Over the past six years, the state has made big gains: There are more grads and way more registered nurses per 100,000 people. Nursing salaries have significantly outpaced inflation, the number of nurse practitioners has doubled and the growth of the nursing field has outpaced population growth, according to data from the California HealthCare Foundation.

But even though California has increased the number of nurses it has for every 100,000 people, it simply moved from No. 50 in the nation to No. 46. Studies have projected the state will reach the national average on this stat by 2025.

Meanwhile, some programs have cut back on admissions, and there is concern that the momentum might be coming to an end.

“Because our graduates are not finding jobs, … we have cut back on the number of nurses that we are admitting,” says Maire Morinec, dean of Health Occupations, Public Safety & Family Studies at Solano Community College, which offers an associate’s program for registered nursing. “We are working hard to make sure our graduates know what jobs are out there and give them opportunities to keep their skills fresh” through volunteering or working in residency programs.
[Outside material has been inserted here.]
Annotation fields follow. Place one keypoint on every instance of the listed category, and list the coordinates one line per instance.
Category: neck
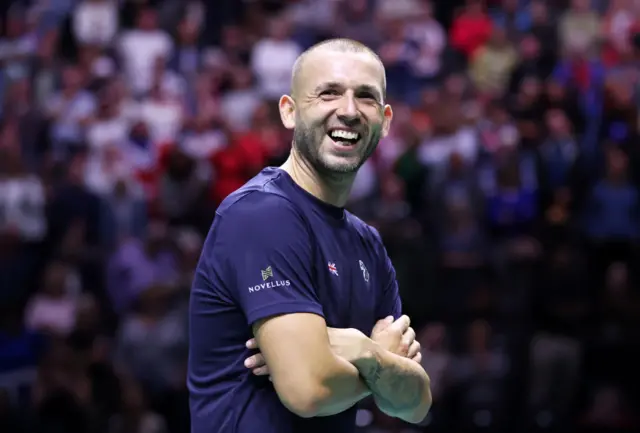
(334, 191)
So the push is on to keep that momentum by finding any kind of work for new grads.

Many programs are now looking at extended internships of 12 to 18 weeks to get new grads work experience. Meanwhile programs are suggesting new nurses volunteer for experience, or at least take a job in health care, albeit not in nursing, while they continue to look for nursing work.

Meanwhile, there is talk about streamlining the educational process to get more nurses into at least bachelor-level programs.

But the reality is the job market is bleak. There aren’t enough residencies or internships to meet demands, and a whole crop of potential nurses might be lost to the Great Recession.

“When the job shortage first started we were telling people to go to Bakersfield or Fresno for jobs,” Morinec says. “Now we have students who are applying out of state.”